BALTIMORE -- Mean arterial pressure declines during a coronary bypass surgery, but a mean drop of 27 mm Hg or more may increase the risk of post-operative cognitive dysfunction.
BALTIMORE, June 11 -- Mean arterial pressure declines during a coronary bypass surgery, but a mean drop of 27 mm Hg or more may increase the risk of post-operative cognitive dysfunction.
In a series of 15 bypass patients who had a high risk of stroke, the mean decline was associated with a mean decrease of 1.4 points on the Mini-Mental State Examination, according to Rebecca F. Gottesman, M.D., of Johns Hopkins here, and colleagues.
And when a patient who had an acute stroke during surgery was excluded from analysis, a decrease of 18 mm Hg or less was associated with a one-point improvement in mean MMSE (P =0.04), they reported online today in the Archives of Neurology.
One to two days before surgery patients were assessed with a series of cognitive tests including the MMSE and Trail Making Tests A and B. Additionally, function was evaluated with the modified Rankin scale. All assessments were repeated three to five days postoperatively.
The age range of participants was 57 to 81 and the median preoperative MMSE score was 28. One patient, who had an acute stroke perioperatively, was found to be an outlier on all cognitive tests. This outlier patient was included in some, but not all analyses.
Although there were no significant changes in other cognitive tests, there was a similar pattern-patients who had mean arterial pressure drops of 27 mm Hg or more typically took about 25 seconds longer to complete to Trail Making Test A, compared with a mean increase of 12.6 seconds for patients who had a smaller drop in pressure (P =0.70).
Similarly, for Trail Making Test B, the increase in time to complete was 73 seconds versus 52 seconds for those whose mean arterial pressure dropped less than 27 mm Hg (P =0.77).

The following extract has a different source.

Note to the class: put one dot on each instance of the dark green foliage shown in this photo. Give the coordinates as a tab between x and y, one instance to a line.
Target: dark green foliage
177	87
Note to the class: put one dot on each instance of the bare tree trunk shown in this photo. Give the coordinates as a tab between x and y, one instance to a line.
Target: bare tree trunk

But a subset analysis of 11 patients tested again a month after surgery suggested that the impact of mean arterial pressure drops diminished with time. The average MMSE score was just 0.2 points worse than baseline for those who had a mean drop of at least 27 mm Hg, Dr. Gottesman said.
The authors concluded that even though the sample was small and measured effect did not always reach statistical significance, "the direction of performance is uniformly the same across multiple cognitive tests (either with or without exclusion of an apparent outlier), further supporting an association between change in blood pressure and change in cognitive performance."
In addition to the limitation imposed by a small sample size, Dr. Gottesman noted that the subjects were all high risk so it is unknown if the observation can be extended to lower risk patients.